Eine grauhaarige Frau mit Telefonhörer am Ohr sitzt in einem Sessel
Aktuell erreichen das Blindeninstitut Würzburg vermehrt Rückmeldungen von Bürger*innen, die durch Telefonanrufe belästigt wurden. Eine Anruferin, die sich als Mitarbeitende des Blindeninstituts ausgibt, möchte bei diesen Telefonaten Produkte wie z. B. Besen oder Tücher verkaufen. Es handelt sich laut Aussagen von Betroffenen um eine Frauenstimme, die eindeutig als KI identifiziert werden kann. Das mache sich durch die monotone Stimmlage, falsche Anrede und die lange Pause bemerkbar, die zwischen Frage und Antwort liege, schildern angerufene Personen.

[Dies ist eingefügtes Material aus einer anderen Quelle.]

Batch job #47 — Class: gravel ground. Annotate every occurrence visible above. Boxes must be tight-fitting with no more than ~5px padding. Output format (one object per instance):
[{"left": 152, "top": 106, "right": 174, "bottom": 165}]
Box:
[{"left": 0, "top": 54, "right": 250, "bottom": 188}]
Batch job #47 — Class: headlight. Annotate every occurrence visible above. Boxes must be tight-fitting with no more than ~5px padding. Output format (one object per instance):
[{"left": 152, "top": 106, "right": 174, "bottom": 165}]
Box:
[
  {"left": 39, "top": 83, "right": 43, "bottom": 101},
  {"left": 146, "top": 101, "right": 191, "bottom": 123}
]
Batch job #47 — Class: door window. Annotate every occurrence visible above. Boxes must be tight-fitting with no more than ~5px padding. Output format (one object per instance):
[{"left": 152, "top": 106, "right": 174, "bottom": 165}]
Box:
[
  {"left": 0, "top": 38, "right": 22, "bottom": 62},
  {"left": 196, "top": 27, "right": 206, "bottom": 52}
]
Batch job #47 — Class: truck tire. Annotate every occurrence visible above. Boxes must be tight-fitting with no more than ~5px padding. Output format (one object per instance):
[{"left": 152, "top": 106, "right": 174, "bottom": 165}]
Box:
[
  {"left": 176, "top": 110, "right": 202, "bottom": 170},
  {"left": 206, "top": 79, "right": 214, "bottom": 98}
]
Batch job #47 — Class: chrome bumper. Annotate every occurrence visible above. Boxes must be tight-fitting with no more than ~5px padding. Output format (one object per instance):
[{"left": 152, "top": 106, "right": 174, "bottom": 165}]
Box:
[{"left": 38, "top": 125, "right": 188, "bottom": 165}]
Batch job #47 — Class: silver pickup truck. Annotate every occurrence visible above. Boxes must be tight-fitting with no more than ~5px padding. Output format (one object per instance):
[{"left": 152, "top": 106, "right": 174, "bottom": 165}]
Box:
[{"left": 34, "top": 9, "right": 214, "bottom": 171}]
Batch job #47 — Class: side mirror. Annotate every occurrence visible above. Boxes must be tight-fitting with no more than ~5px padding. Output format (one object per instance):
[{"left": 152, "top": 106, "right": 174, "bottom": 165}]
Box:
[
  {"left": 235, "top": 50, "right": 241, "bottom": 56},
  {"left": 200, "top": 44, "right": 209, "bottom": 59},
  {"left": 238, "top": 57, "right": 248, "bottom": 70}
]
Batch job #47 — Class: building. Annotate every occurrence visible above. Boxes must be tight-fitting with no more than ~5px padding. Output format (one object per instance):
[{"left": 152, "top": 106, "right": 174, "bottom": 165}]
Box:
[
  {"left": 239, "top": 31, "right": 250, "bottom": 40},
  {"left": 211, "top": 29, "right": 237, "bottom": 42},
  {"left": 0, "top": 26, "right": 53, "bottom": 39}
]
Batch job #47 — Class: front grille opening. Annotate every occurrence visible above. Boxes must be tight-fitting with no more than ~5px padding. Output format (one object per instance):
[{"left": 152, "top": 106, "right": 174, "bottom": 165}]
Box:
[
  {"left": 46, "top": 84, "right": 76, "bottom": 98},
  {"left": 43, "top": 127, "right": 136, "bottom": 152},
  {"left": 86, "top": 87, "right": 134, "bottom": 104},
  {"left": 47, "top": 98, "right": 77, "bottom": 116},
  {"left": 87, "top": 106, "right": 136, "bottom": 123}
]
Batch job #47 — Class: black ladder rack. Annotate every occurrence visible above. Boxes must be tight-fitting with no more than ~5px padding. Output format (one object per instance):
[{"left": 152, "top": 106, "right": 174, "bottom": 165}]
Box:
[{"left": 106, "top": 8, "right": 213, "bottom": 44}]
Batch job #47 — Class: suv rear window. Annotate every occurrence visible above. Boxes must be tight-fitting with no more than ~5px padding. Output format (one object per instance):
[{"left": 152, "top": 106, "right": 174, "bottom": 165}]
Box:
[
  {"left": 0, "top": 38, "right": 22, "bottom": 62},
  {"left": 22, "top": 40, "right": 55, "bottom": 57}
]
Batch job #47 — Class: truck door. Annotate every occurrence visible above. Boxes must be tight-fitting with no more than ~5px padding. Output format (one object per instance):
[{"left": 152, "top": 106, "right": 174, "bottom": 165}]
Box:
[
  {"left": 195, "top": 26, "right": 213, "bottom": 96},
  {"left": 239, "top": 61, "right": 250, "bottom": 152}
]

Das Blindeninstitut Würzburg distanziert sich ausdrücklich von diesem Vorgehen. „Diese Art der Anrufe ist unseriös, wir würden so etwas niemals in Betracht ziehen“, so Institutsleiter Matthias Rüth. Bei einer telefonischen Spenden- oder Verkaufsanfrage ist das Blindeninstitut Würzburg mit Sicherheit als Anrufer auszuschließen.
„Leider kommt es immer wieder zu solchen Vorfällen und wir bedauern es sehr, dass mit der Hilfsbereitschaft von engagierten Menschen so ein Missbrauch getrieben wird“, unterstreicht der Institutsleiter. Rechtlich hat das Blindeninstitut aber keine Möglichkeit dagegen vorzugehen.
Auf Nachfrage empfiehlt die Polizei betroffenen Bürgern im Falle eines Anrufs umgehend aufzulegen und jeglichen Kontaktversuch möglichst nachhaltig zu unterbinden.